Natural gas tells a different story. Rising electricity demand is giving gas a new role in the global energy system. Even as solar and wind power expand rapidly, economies still need reliable electricity around the clock. That makes gas an important part of the energy mix for many years to come. BloombergNEF even expects gas to overtake oil’s share of global primary energy demand by the mid-2040s. For countries with large and low-cost gas reserves, that means continued strategic importance well into the future.
An unexpected factor is helping drive this trend: artificial intelligence. Data centers are becoming one of the fastest-growing sources of electricity demand in the world. BloombergNEF estimates that their power consumption will more than triple by 2035, reaching 5.4% of global electricity demand. In some countries and regions, the share will be much higher. The rise of AI, growing computing needs and broader digitalization are creating a new layer of pressure on power systems. As a result, discussions about energy are increasingly focused on grid reliability, power generation and infrastructure rather than climate targets alone.
This is one reason electricity is moving to the center of the global economy. Today, oil products remain the largest source of final energy consumption. BloombergNEF expects electricity to become the world’s dominant source of final energy by 2047. Electric vehicles are spreading rapidly. Heat pumps are becoming more common. Demand for cooling continues to rise. Industries are becoming more electrified. Data centers and AI require ever more power. This is not simply a change in the energy mix. It is a change in the structure of the economy itself.
The economy of the 20th century was built around extracting, transporting and refining hydrocarbons. The economy of the 21st century increasingly depends on generating electricity, storing it efficiently and managing demand across complex power systems. Nowhere is this shift more visible than in solar power and battery storage. BloombergNEF expects solar energy to become the world’s largest source of electricity generation early in the next decade. Just a few years ago, that forecast would have seemed highly ambitious. Falling costs and massive manufacturing capacity have changed the picture dramatically.

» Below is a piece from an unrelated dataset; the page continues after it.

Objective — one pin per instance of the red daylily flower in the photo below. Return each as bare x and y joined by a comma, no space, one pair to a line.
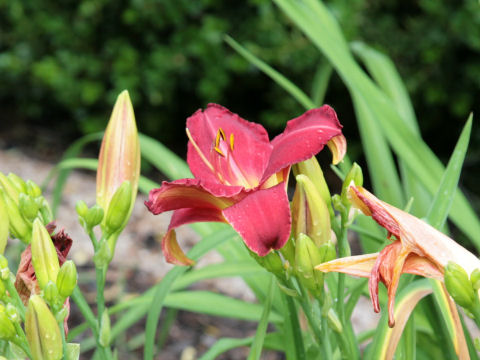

Battery storage is following a similar path. BloombergNEF expects global energy storage capacity to grow roughly seventeen-fold by 2050. Batteries are no longer a supporting technology. They are becoming a core part of the energy system. They allow excess solar generation to be stored and used later, helping grids operate more efficiently as renewable energy expands.
Even so, these changes do not solve the climate challenge on their own. BloombergNEF acknowledges that today’s technologies are not enough to keep global warming within 1.5 degrees Celsius. Electric vehicles, solar panels and batteries continue to scale quickly, but progress in areas such as hydrogen and carbon capture has been slower than many expected. Climate concerns remain important, but they are no longer the only force shaping investment decisions and energy policy.
The report’s main conclusion is both simple and striking. The world is not moving away from fossil fuels solely to reduce emissions. It is redesigning its energy system to reduce exposure to geopolitical tensions, supply disruptions and price shocks. In that sense, the energy transition is becoming less of an environmental project and more of an economic resilience project.
That is why competition in the coming decades will not revolve only around oil fields and fuel exports. It will increasingly center on technology, power grids, batteries, data centers and the ability to provide reliable electricity in a world where energy and geopolitics remain deeply connected.